Food poisoning, however, could put an unfortunate cramp (pardon the pun) on the festivities. According to the Centers for Disease Control and Prevention (CDC), an estimated 76 million incidents of food poisoning occurs in the United States annually, resulting in 325,000 hospitalizations, and up to 5,000 deaths each year. And while many people start experiencing symptoms 2 to 6 hours after eating the tainted food, it’s possible for weeks to pass before food poison related illness occurs.
So, what causes food poisoning? Infectious agents such as bacteria, viruses, and parasites and toxic agents, like pesticides or poisonous mushrooms. Salmonella is one of the more widely known bacteria involved in food poisoning and is often found in eggs (hence, the warning not to eat raw cookie dough or cake batter) or undercooked meat. A lack of proper sanitation or poor preparation, including food workers not washing their hands thoroughly, can introduce pathogens to foods. Also food contaminated through poor storage, such as inadequate refrigeration, can be the culprit.
Typically, food poisoning is experienced as what we call the “stomach flu”; symptoms include abdominal cramps, nausea, vomiting, and diarrhea, and usually pass within a day or two. More severe symptoms of food poisoning include fever and chills, dehydration, and bloody stools; these symptoms can require hospitalization in order to rehydrate the body with intravenous fluids. If you suspect you are suffering from food poisoning and aren’t feeling better within several days, contact your doctor to avoid complications.
If you are the holiday cook this year, here are a few reminders for protecting yourself and your loved ones from food poisoning:
1. Purchase fresh, quality products.
2. Store foods properly.
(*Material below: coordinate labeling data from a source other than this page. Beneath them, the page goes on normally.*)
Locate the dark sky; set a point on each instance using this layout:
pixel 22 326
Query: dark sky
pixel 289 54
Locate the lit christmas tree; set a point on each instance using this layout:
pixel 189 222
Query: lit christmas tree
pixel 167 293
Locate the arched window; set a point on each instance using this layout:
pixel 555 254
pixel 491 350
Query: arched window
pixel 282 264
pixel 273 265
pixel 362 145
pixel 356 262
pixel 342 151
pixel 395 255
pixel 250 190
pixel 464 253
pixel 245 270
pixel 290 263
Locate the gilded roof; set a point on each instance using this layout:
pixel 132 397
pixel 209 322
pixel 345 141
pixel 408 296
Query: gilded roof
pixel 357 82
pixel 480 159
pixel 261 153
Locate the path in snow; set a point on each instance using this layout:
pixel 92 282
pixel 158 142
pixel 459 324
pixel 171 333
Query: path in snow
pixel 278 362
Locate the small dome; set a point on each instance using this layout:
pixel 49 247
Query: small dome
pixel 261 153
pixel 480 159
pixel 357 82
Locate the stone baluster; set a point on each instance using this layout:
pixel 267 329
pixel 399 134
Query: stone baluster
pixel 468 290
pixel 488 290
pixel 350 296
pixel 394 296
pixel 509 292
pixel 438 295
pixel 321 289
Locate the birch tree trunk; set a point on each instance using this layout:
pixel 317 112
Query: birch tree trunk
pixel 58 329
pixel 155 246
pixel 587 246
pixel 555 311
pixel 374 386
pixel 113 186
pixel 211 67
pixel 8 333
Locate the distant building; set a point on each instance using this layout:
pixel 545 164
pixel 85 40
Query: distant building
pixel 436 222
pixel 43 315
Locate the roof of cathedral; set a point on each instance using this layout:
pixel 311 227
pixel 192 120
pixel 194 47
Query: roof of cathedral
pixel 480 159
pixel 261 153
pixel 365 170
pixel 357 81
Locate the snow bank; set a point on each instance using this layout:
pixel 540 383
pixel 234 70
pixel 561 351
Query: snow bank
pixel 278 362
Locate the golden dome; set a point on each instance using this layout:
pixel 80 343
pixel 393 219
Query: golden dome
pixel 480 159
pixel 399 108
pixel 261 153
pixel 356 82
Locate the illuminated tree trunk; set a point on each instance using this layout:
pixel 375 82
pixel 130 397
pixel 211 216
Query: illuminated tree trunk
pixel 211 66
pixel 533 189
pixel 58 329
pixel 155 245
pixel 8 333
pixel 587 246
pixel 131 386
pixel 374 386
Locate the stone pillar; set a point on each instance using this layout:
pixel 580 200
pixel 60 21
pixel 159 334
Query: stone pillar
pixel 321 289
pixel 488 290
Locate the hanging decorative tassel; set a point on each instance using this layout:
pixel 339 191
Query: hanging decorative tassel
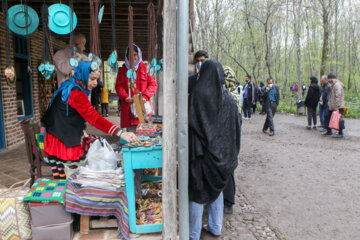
pixel 9 70
pixel 151 31
pixel 153 66
pixel 94 28
pixel 112 61
pixel 131 74
pixel 46 68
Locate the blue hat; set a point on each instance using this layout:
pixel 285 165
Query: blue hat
pixel 101 13
pixel 59 19
pixel 17 20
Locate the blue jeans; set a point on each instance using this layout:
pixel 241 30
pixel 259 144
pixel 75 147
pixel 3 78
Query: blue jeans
pixel 322 113
pixel 215 217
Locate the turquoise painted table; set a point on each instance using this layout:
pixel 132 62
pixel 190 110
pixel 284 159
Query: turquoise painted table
pixel 140 158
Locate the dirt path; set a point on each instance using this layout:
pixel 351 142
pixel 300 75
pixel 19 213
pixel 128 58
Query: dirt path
pixel 306 185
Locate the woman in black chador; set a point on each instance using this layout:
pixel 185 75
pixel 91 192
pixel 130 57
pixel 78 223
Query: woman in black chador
pixel 214 145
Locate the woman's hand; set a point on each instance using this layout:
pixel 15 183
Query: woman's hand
pixel 129 100
pixel 128 136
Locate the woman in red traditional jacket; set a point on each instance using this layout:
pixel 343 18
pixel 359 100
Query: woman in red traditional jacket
pixel 65 120
pixel 144 83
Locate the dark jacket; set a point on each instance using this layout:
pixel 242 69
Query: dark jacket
pixel 313 96
pixel 266 97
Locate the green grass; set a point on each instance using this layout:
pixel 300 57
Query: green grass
pixel 352 102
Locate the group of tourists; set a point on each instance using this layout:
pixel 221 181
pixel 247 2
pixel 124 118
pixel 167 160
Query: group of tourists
pixel 329 98
pixel 66 139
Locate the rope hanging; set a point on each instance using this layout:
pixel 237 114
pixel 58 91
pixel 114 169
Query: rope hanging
pixel 94 28
pixel 26 10
pixel 113 29
pixel 151 31
pixel 7 41
pixel 131 37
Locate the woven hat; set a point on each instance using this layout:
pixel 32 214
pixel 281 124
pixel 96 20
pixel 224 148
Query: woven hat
pixel 59 19
pixel 17 19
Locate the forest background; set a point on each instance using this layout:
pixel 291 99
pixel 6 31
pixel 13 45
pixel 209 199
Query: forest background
pixel 287 40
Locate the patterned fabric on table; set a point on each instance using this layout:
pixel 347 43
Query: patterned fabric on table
pixel 97 202
pixel 230 80
pixel 45 190
pixel 40 138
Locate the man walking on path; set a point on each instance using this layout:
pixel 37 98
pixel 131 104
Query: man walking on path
pixel 323 105
pixel 336 102
pixel 271 97
pixel 249 96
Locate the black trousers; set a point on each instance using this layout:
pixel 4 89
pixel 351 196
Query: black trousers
pixel 328 117
pixel 104 108
pixel 229 191
pixel 270 113
pixel 312 115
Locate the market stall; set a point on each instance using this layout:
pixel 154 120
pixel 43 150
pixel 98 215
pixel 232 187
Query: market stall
pixel 88 190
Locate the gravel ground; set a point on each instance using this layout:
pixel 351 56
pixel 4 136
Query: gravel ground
pixel 305 185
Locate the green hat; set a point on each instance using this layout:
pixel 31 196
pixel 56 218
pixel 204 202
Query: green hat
pixel 17 19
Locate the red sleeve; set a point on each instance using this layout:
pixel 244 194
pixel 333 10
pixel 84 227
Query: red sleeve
pixel 120 85
pixel 150 88
pixel 80 102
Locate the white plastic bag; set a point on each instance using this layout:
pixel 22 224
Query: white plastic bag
pixel 101 156
pixel 147 106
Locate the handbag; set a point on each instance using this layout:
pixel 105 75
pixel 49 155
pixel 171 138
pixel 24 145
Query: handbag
pixel 335 120
pixel 14 213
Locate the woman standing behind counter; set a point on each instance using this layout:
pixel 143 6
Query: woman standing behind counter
pixel 65 120
pixel 144 83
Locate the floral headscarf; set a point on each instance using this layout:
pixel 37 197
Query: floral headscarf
pixel 136 64
pixel 79 79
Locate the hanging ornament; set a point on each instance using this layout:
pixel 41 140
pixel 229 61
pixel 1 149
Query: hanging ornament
pixel 94 28
pixel 10 76
pixel 9 70
pixel 131 73
pixel 112 61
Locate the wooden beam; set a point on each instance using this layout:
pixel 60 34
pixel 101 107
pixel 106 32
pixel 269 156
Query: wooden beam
pixel 169 127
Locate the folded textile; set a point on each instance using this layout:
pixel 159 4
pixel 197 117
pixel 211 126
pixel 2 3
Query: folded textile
pixel 93 201
pixel 111 180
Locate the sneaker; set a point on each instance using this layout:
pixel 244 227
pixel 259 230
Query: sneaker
pixel 228 209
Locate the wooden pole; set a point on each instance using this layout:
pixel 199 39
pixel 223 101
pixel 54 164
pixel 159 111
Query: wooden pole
pixel 169 123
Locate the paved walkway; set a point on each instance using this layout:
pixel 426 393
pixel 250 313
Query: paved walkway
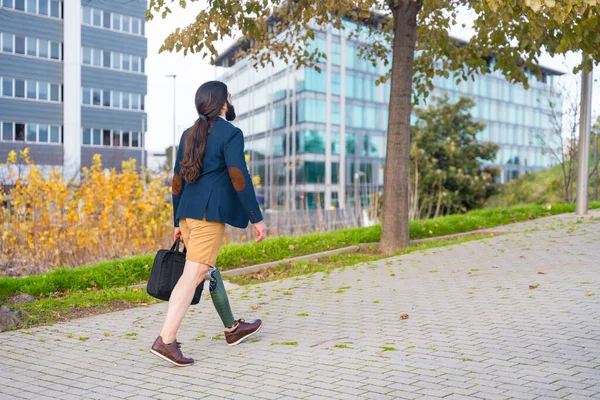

According to the United States Department of Agriculture (USDA), meats and poultry should never be unrefrigerated more than 2 hours.
3. Prepare food with clean hands and surfaces.
4. Cook meat and poultry to safe minimum internal temperatures:
- 145°F degrees F for beef, veal and lamb steaks, roasts and chops.
- 160°F for pork, ground beef, veal and lamb to 160 °F.
- 165 °F for poultry.
5. Avoid consuming uncooked eggs in batters (boo, hiss…I know).